Page MenuHomePhabricator

Move Prometheus off eqsin/ulsfo/esams bastions
Closed, ResolvedPublic

Description

We have Ganeti clusters availabile in PoPs now, thus we should move Prometheus to a Ganeti VM and off the bastions.

Outline of steps per site:

  • Provision Prometheus VM (8GB ram / 128GB disk to start with)
  • Add VM hostname to prometheus_nodes and prometheus_all_nodes
  • Stop prometheus on bastion and VM + rsync /srv/prometheus bastion -> VM + restart Prometheus on VM and bastion
  • Flip DNS name prometheus.svc to point to the VM
  • Reimage bastion

Event Timeline

Change 609178 had a related patch set uploaded (by Ema; owner: Ema):
[operations/puppet@production] cumin: update prometheus alias

https://gerrit.wikimedia.org/r/c/operations/puppet/ /609178

Change 609178 merged by Ema:
[operations/puppet@production] cumin: update prometheus alias

https://gerrit.wikimedia.org/r/609178

Change 612267 had a related patch set uploaded (by Ema; owner: Ema):
[operations/puppet@production] cumin: fix prometheus alias

https://gerrit.wikimedia.org/r/612267

Change 612267 merged by Ema:
[operations/puppet@production] cumin: fix prometheus alias

https://gerrit.wikimedia.org/r/612267

Change 613163 had a related patch set uploaded (by Herron; owner: Herron):
[operations/dns@master] dns: add forward/reverse records for prometheus[345]001

https://gerrit.wikimedia.org/r/613163

Change 613163 merged by Herron:
[operations/dns@master] dns: add forward/reverse records for prometheus[345]001

https://gerrit.wikimedia.org/r/613163

Change 613281 had a related patch set uploaded (by Herron; owner: Herron):
[operations/puppet@production] install_server: add dhcp/netboot entries for prometheus[345]001

https://gerrit.wikimedia.org/r/613281

Change 613281 merged by Herron:
[operations/puppet@production] install_server: add dhcp/netboot entries for prometheus[345]001

https://gerrit.wikimedia.org/r/613281

Change 613293 had a related patch set uploaded (by Herron; owner: Herron):
[operations/puppet@production] assign role::insetup to prometheus[345]001

https://gerrit.wikimedia.org/r/613293

Change 613293 merged by Herron:
[operations/puppet@production] assign role::insetup to prometheus[345]001

https://gerrit.wikimedia.org/r/613293

Change 613662 had a related patch set uploaded (by Herron; owner: Herron):
[operations/puppet@production] prometheus[123]001 assign role::prometheus, add to prometheus_nodes

https://gerrit.wikimedia.org/r/613662

With Thanos in production now we'll have to add steps to cater for the switchover from one host to the other. Since the underlying data will be the same, I'm thinking we should keep the same replica_label (used for deduplication) on both hosts. If Thanos query reaches out to both hosts then I think there will be a period of time with duplicated results, which we can curb by blocking thanos-query access on e.g. the new host.

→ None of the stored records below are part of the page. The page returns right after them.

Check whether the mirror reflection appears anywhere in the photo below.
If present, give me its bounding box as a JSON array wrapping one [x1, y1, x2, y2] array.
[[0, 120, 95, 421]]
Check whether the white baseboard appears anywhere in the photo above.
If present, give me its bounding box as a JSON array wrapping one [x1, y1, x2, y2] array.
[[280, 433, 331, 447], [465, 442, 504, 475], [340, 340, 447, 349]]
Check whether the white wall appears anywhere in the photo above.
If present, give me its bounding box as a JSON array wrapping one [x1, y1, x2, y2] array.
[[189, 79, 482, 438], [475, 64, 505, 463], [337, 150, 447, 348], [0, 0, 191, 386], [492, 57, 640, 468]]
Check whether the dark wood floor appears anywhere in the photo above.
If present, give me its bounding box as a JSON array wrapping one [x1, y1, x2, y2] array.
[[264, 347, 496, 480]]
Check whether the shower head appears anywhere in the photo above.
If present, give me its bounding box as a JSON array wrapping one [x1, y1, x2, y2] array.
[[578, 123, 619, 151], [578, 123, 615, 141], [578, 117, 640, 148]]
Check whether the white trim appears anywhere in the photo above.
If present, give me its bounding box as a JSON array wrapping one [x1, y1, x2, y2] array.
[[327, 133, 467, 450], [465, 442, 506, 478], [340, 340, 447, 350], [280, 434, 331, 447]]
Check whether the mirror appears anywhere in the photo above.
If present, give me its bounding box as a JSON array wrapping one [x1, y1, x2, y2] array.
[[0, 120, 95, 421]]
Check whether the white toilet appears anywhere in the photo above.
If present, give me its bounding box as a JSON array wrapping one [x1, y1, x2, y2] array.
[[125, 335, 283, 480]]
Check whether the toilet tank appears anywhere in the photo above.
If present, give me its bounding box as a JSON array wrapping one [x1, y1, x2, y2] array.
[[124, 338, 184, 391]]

WRT uploading of blocks to Thanos, the easiest is probably to stop uploading before rsync and then re-enable uploading after rsync on the new host.

Change 613662 merged by Herron:
[operations/puppet@production] prometheus[345]001 assign role::prometheus, add to prometheus_nodes

https://gerrit.wikimedia.org/r/613662

The new prometheus hosts have started alerting today. I've acked the current alerts until you folks have time to look into it. The generate-mysqld-exporter-config alerts just require a simple grant update which i'll do tomorrow morning.

The grants have been created, all 3 new prom hosts can now successfully run generate-mysqld-exporter-config.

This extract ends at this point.